Foi-se o tempo em que o pop era sinônimo de superficialidade e de pouca inventividade. De uma forma ou outra, esse macro gênero sempre esteve na mira da crítica, servindo de exemplo da suposta falta de profundidade e complexidade musical em oposição a outros gêneros – e, obviamente, nessa brecha, são expressos todo tipo de comentário preconceituoso, utilizando a música como uma justificativa para dar vazão ao ódio interno. Entretanto, a verdade não poderia ser mais diferente: o pop é um organismo vivo que funciona com regras próprias e completamente imprevisíveis. Inclusive, chamar o pop apenas de gênero, por si só, já limita suas reais demandas e complexidades. Assim, o pop é constantemente reinventado à luz de novas informações, tendências e acontecimentos mundiais – um verdadeiro camaleão cultural. E sua face musical apresentou e apresenta uma série de produtores que procuram compreender quais são os limites que o pop abriga. Nos anos de 1960/70 tivemos a Motown definindo uma estética e trazendo arranjos extremamente complexos para hits radiofônicos. Nos anos 1990, Max Martin e sua trupe de produtores suecos construíram o som do futuro com sua lista assustadora de hits de Britney Spears, N’Sync e Backstreet Boys. Nos 2000, houve a aproximação com o hip hop e, na década passada, Phineas e Billie Eilish demonstraram a crescente complexidade do pop com o minimalismo preciso, mostrando que há espaço para o silêncio.
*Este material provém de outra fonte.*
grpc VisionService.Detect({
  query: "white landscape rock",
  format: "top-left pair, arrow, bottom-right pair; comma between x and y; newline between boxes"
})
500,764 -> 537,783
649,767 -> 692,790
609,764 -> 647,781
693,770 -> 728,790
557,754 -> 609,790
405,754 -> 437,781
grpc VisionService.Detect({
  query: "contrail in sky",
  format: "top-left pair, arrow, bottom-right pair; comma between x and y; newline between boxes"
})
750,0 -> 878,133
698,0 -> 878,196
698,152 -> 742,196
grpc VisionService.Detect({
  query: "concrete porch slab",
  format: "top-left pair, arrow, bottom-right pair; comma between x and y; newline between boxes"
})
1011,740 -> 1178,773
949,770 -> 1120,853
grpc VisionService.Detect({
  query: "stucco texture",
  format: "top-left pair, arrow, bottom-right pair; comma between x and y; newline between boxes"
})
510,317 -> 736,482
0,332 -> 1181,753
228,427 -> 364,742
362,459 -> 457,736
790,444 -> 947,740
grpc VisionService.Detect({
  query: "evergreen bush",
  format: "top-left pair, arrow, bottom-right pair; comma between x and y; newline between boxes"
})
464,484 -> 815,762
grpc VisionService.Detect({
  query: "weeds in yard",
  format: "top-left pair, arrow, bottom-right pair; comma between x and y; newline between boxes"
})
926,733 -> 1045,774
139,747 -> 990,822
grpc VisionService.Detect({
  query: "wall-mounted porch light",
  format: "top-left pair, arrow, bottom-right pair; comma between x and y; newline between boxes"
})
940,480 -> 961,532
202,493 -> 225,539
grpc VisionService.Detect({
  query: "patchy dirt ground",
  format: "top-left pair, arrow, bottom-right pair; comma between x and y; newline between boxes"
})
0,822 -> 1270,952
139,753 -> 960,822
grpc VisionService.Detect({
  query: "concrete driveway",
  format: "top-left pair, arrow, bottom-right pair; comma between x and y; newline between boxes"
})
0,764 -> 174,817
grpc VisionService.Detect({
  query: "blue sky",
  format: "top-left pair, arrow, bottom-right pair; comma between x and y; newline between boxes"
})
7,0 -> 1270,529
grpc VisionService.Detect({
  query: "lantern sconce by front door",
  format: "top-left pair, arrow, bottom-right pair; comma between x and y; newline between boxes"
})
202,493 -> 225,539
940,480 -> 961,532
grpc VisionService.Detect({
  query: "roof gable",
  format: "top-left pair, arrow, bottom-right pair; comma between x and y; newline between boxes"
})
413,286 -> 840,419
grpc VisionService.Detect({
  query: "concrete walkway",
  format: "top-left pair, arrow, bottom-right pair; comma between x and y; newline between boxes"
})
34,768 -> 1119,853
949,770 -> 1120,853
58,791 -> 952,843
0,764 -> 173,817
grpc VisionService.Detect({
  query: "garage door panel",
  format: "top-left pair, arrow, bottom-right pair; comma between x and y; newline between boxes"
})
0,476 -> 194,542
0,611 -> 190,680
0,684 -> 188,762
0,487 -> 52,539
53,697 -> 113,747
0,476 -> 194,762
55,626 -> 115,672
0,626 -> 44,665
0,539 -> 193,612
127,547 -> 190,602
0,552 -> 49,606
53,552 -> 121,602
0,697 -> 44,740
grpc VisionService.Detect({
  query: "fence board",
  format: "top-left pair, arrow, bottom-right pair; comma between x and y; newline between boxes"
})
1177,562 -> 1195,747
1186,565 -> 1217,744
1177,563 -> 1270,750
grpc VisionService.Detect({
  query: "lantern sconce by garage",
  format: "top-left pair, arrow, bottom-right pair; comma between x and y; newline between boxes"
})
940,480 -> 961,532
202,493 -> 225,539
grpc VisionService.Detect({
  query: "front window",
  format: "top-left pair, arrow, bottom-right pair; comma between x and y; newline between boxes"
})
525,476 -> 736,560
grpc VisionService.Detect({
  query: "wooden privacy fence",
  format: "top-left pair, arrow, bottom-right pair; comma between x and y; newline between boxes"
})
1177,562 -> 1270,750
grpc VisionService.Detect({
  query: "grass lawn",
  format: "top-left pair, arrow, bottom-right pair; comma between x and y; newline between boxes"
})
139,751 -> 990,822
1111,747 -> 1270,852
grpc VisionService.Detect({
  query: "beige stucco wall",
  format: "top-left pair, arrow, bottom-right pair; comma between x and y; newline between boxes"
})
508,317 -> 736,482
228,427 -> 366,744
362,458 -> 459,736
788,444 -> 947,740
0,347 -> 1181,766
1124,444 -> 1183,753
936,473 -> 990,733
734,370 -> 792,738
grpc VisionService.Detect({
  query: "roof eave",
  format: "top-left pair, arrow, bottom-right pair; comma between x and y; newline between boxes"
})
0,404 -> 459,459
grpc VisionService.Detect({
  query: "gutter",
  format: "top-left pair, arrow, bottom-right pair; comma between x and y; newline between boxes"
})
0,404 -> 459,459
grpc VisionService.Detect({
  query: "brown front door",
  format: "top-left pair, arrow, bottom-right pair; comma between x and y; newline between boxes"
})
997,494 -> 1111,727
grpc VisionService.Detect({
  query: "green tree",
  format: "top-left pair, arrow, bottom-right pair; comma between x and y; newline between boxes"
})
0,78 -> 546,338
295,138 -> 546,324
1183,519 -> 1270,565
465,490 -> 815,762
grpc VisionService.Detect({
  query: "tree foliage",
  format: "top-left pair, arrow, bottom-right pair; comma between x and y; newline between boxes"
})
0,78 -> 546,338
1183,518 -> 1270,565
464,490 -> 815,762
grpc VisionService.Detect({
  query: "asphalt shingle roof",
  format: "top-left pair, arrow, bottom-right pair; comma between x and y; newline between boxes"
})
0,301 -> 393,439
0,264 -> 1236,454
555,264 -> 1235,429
Dentro desse clube do bolinha, Charli XCX é um dos nomes recentes que mais exploram os limites do pop. Charli é uma artista dos anos 2010, uma década marcada por uma nova relação da música com a tecnologia de consumo e, após um período de lua de mel com o indie pop (na sua era True Romance (2013) e Sucker (2015), ela foi encontrando cada vez mais espaços para que o glitch hop e a PC Music pudessem se mesclar às sua referências. O que se seguiu foi uma série de mixtapes e discos caprichados nos exageros do digital, que teve como uma de suas expressões máximas o colossal Vroom Vroom EP (2016), produzido por SOPHIE. Recentemente, Charli deixou o experimentalismo voraz de lado para focar em álbuns mais centrados no que seria considerado um pop padrão e farofa – vestindo a caricatura da pop star como uma espécie de armadura contra a rigidez e o pedantismo musical. Agora, encontramos a produtora e compositora com, praticamente, uma década de estudos do pop consolidados e o que antes se configurava como um movimento desenfreado pelos diálogos e intersecções, cede espaço para uma obra mais focada. Após tanto tempo estudando o pop, Charli apresenta sua tese final: CRASH.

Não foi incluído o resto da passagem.